SDL on usb stick

Lennart Sorensen lsorense-1wCw9BSqJbv44Nm34jS7GywD8/FfD2ys at public.gmane.org
Thu Apr 5 02:36:44 UTC 2007


On Wed, Apr 04, 2007 at 07:41:21PM -0400, D. Hugh Redelmeier wrote:
> I think that there is (after googling a bit).  But it does not say
> what the contents of the medium should look like:
>   http://www.usb.org/developers/devclass_docs/usb_msc_boot_1.0.pdf
> 
> I always assumed that you organized a flash memory like a hard disk
> partition OR like a partition.  The first sector would be a Boot
> Record and would contain a 512-byte boot block.  I'm more confused now
> that I've looked it up.

Well sometimes it is treated like a big floppy, and other times like a
hard disk.  So sometimes you get partitions and sometimes you don't.
Some bios's have settings for USB Zip, USB Floppy, or USH HD for boot,
which affects which setup it will expect and boot from.

> Of course bootable CD's don't look like that.  They have a virtual
> floppy image that the BIOS can boot from and make available to the
> boot code etc. through INT 13.  As a virtual floppy, it is
> allowed to be 2.88M, even though few real floppies were that size.
> (Apparently it could also emulate a hard drive).
>   http://en.wikipedia.org/wiki/El_Torito_(CD-ROM_standard)

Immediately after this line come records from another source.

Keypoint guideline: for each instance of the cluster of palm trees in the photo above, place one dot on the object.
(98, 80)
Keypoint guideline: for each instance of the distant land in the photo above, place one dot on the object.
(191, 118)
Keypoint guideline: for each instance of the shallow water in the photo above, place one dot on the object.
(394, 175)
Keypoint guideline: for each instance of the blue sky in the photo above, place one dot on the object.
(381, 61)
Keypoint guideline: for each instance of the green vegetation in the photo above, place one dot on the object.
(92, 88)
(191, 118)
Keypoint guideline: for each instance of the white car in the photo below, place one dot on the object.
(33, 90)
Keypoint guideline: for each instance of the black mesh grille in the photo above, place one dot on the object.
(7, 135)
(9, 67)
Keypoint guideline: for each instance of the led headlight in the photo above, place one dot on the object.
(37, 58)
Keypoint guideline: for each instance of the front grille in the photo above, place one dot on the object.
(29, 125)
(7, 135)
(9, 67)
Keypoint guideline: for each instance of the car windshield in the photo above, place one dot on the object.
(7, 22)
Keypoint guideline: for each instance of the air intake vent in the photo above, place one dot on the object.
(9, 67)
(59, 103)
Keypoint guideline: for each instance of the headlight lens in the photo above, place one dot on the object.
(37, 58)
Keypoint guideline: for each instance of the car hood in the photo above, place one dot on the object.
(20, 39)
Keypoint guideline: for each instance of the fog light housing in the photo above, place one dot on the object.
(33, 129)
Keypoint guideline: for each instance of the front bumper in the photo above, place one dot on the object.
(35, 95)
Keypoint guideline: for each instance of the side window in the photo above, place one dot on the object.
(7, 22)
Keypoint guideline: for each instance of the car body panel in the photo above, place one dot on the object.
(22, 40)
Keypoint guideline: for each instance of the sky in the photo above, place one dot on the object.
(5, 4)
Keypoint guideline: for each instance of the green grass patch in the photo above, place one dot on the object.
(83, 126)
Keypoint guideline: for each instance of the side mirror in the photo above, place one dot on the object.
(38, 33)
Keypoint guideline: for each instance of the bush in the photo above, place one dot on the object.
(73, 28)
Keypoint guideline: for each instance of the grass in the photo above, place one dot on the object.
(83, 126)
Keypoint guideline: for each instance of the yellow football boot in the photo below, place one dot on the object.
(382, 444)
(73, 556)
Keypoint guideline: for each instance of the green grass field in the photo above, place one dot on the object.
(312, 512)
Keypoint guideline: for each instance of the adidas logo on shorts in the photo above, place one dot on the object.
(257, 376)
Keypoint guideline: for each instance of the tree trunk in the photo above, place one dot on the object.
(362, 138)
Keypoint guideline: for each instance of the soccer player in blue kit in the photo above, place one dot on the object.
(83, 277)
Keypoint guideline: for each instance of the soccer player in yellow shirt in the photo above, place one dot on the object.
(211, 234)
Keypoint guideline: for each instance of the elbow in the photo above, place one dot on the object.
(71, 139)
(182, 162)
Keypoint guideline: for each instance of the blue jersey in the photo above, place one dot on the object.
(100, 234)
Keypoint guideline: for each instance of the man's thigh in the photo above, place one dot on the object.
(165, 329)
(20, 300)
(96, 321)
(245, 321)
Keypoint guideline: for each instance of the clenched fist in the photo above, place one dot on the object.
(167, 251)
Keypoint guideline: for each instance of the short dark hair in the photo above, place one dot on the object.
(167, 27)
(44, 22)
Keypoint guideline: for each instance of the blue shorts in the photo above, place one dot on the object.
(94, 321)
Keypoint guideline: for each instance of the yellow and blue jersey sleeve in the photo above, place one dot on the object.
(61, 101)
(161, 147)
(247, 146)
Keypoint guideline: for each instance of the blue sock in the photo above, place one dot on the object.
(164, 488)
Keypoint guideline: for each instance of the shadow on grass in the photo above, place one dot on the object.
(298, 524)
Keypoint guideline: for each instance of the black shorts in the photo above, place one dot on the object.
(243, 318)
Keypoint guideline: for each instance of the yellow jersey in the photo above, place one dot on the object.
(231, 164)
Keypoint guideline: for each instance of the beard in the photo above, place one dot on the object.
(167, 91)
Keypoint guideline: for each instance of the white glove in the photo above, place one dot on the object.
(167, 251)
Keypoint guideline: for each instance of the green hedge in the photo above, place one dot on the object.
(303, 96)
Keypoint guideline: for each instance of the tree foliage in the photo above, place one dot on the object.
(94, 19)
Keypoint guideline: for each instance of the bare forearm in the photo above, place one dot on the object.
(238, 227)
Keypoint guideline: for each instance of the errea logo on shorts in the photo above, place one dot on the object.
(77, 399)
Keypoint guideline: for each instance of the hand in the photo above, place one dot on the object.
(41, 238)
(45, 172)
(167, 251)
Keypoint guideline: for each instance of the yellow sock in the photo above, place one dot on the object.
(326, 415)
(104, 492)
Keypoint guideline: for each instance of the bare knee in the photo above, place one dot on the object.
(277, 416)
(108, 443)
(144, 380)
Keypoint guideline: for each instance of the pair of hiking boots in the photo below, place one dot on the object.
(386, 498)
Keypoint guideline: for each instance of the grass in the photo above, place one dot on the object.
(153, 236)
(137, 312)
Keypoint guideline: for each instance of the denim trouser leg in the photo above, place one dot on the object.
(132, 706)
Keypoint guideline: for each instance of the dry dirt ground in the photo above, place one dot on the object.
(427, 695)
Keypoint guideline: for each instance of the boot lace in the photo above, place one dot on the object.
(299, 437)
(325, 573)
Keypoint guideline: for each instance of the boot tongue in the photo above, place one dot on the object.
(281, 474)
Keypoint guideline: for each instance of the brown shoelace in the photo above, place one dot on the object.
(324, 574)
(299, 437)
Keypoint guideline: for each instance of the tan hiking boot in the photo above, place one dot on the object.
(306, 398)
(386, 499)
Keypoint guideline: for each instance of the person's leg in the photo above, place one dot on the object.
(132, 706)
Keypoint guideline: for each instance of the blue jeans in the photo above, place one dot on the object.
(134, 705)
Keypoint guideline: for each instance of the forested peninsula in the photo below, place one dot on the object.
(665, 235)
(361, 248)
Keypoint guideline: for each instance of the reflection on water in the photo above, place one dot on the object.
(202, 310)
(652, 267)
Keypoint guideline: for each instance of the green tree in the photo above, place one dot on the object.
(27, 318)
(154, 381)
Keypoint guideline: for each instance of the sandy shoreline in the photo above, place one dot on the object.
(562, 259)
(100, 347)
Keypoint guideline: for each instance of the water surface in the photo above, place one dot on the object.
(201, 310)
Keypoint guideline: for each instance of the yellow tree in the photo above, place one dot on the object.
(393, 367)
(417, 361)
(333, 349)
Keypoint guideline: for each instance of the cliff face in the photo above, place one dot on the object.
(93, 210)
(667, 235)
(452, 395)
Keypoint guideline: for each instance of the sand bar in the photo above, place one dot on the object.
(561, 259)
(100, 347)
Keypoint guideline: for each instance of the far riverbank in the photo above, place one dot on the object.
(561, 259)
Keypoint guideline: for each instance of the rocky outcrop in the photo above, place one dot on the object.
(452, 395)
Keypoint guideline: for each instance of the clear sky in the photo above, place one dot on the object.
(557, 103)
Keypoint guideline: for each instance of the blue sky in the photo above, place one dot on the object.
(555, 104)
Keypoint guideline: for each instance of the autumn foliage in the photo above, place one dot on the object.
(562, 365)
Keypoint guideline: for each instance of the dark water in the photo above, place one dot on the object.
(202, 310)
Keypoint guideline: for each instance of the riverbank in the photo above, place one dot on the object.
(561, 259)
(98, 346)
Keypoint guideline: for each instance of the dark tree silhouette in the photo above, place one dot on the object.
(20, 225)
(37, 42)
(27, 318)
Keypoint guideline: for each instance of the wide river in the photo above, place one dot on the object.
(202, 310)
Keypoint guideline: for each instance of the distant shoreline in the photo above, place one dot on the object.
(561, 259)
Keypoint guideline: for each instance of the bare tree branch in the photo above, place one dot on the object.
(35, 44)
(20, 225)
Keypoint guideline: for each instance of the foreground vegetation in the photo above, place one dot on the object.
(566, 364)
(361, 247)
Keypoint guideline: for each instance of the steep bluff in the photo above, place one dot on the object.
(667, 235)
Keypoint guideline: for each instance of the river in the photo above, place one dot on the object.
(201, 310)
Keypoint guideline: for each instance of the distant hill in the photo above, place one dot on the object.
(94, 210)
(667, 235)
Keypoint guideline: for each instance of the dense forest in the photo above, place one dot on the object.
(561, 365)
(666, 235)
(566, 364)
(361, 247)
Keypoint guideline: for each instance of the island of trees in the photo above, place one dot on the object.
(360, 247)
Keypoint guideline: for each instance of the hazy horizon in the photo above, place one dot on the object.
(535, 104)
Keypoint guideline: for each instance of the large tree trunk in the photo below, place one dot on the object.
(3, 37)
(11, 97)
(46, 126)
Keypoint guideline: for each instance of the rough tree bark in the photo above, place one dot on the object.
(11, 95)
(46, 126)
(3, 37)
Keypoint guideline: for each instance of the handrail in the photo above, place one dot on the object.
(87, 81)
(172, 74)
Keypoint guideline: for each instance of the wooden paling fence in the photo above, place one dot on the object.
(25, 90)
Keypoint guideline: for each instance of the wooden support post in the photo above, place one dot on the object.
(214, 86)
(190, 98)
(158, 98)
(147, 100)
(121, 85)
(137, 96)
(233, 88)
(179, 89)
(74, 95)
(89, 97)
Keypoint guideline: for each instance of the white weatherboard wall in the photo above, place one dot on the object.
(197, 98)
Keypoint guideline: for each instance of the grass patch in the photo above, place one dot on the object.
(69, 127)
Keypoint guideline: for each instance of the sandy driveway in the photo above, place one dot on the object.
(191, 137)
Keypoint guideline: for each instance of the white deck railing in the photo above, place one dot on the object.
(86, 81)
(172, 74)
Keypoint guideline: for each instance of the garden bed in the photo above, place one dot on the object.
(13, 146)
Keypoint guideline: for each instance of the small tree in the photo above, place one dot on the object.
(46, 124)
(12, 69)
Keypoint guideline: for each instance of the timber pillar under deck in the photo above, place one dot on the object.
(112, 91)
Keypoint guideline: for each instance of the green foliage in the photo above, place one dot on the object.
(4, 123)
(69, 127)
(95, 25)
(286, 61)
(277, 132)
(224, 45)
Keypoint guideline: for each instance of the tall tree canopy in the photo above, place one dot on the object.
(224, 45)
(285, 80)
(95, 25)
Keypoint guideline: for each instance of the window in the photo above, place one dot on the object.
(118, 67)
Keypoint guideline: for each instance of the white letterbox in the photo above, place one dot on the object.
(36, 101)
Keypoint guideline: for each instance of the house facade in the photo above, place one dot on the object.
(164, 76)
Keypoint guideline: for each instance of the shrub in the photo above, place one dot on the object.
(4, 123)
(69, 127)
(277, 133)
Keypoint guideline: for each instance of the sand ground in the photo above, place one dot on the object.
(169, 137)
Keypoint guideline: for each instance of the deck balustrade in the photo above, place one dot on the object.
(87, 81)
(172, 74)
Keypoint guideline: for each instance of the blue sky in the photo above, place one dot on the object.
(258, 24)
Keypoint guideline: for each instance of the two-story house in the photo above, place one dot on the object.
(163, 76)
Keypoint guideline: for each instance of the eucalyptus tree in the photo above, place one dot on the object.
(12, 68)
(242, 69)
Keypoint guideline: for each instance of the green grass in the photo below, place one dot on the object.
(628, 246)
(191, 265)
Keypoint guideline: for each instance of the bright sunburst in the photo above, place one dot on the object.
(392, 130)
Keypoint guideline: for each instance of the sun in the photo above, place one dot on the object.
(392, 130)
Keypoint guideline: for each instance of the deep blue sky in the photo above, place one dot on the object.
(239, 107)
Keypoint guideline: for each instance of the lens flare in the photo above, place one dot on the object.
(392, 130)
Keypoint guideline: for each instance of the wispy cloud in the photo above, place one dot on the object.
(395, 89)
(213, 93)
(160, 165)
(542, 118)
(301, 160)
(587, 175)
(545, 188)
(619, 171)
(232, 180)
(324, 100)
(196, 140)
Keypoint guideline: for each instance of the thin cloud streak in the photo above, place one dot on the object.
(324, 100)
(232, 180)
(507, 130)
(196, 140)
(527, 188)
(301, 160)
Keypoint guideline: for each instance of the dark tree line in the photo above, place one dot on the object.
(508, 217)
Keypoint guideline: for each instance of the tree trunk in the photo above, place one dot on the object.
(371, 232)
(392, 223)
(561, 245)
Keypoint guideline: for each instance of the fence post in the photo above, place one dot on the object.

Actually floppy emulation isn't used very often anymore.  Now most
things use el torito no emulation mode, where the whole iso filesystem
can be read through the bios interface.  This is what isolinux uses, as
well as all windows installers for NT based windows versions.  Most x86
linux distributions use isolinux for booting as far as I know.  The
floppy emulation is just so restrictive in space and very annoying to
generate so hardly anyone uses it anymore.

> Of course the PC world had to re-invent bootable CDs (1995).  Sun had
> differently bootable CDs quite a bit earlier.

Well many unix systems could boot from CD, but they required that the CD
drive support 512byte sectors, which some scsi cdrom drives did, but
most do not.  Most do only 2048 byte sectors.